Expectations were high well before 2012 had even kicked off for the mass of upcoming ventures from across the board. We had (and still have) high anticipation for superhero ventures with The Dark Knight Rises and The Avengers, the exciting (we had no idea just how exhilarating) end to the English Premier League and the Euros and London Olympics to look forward to too. All this and the world is supposed to end at some point as well!
Two years after the sublime Teen Dream was released, anticipation for Beach House's follow-up to their third dream-pop release has also been sky high well before the year kicked off, but has the wait been worth it?

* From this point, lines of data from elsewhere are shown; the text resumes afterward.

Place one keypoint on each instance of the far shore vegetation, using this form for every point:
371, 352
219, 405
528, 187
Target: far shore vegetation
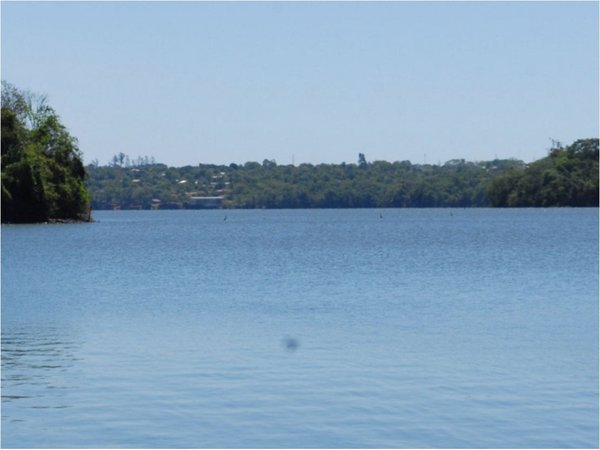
44, 179
568, 176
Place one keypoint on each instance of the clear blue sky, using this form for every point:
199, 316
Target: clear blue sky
234, 82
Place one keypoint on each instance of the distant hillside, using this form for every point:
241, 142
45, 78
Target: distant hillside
567, 177
142, 185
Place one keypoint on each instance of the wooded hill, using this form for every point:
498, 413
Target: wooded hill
568, 176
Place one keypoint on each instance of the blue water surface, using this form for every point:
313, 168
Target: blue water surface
302, 328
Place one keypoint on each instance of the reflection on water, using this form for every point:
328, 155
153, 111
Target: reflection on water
302, 329
35, 362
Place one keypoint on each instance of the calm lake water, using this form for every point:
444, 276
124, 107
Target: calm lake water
315, 328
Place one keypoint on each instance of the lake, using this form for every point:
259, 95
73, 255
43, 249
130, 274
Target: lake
302, 328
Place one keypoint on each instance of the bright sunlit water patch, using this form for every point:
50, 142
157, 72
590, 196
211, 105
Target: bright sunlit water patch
320, 328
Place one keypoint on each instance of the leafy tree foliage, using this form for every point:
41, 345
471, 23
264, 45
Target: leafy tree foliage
568, 176
43, 177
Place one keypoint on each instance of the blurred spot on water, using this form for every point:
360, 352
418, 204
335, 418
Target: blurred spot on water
290, 344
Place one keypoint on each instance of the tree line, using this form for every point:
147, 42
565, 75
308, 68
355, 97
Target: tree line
568, 176
43, 176
44, 179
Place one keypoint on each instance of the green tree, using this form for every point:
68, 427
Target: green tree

Those who know Beach House will know that their sound is very unlikely to see them headlining every festival stage across the globe. This is far from a jab at the duo; their sound is just far too ethereal and understatedly luminescent for the masses. It is close, intimate music made for close, intimate people by close and intimate people. This closeness has started to seem much more all-encompassing as of late though and when Teen Dream was first released, it gave Alex Scally and Victoria Legrand a much wider demographic for them to concentrate their sound on. No longer where they making music to be played for fellow bedroom dwellers, from then on they've had much bigger rooms to ponder performing for and their sound has had to adjust to accommodate this. Calling the album Bloom suits this shift, however slight it is, to a key as the album portrays the duo very much in bloom and en voyage for a much grander sound.
Grander, maybe, but they've not completely re-evaluated their sound and abandoned the dreamy pop sound - far from it. The structure and eventual sound on offer doesn't exactly differ that much from previous releases (especially not Teen Dream), Legrand's voice is as well-measured and wraithlike as ever and Scally's musicianship - his guitar work in particular - follows the similar structure it has done a million times before, yet the sound comes off as being much larger nonetheless. With Bloom, the two have become the loudest two-some to weave dreams into music today, probably ever.
This same-iness is where the key problem for the album lies though, as it really doesn't offer a great deal of anything new. It is predictable at numerous points in the album; you can't help but think that they really could have done something a little different. This more engaging, strident sound does hint at some difference, but hint is all it does. Still, you can't grudge a band for sticking with what they know so keenly and the album does anything but suffer from its insistence on staying the same. After all, didn't the Fresh Prince once sing; 'If it ain't broke then don't try and fix it'? The complaint that it is suspiciously similar to Teen Dream, they've kept the same producer (Chris Coady) and everything, is anything but knit picking for complaints.
The last two songs, 'On The Sea' and 'Irene' really do usher in a new sound for the group and would sound out of place on anything other than this record. Throughout the album, Legrand and Scally are in sync constantly with one another, but it is on 'On The Sea' when the connection reaches its peak. Particularly, Scally's arpeggio and pianee mixing blissfully with Legrand before the cycling keyboard ditty kicks in mid-song is pure pleasure and for a band who tread in ream pop waters, you couldn't ask for a dreamier song.
A welcome return from a welcoming band, hipsters and good music lovers of the world will rejoice together with this album in tow. After Teen Dream, we were left wondering if Beach House could do anything more or whether it would be best to just call it a day; fortunately they chose to carry on. When Faulty Towers finalised after 2 seasons, it left an unwritten rule that the truly great sitcoms should only last this long and programmes like The Office and Phoenix Nights followed suit. Some may argue that artists have a three-album rule to follow as this is usually when a band's creativeness peaks, fortunately Beach House weren't listening to anyone who said this.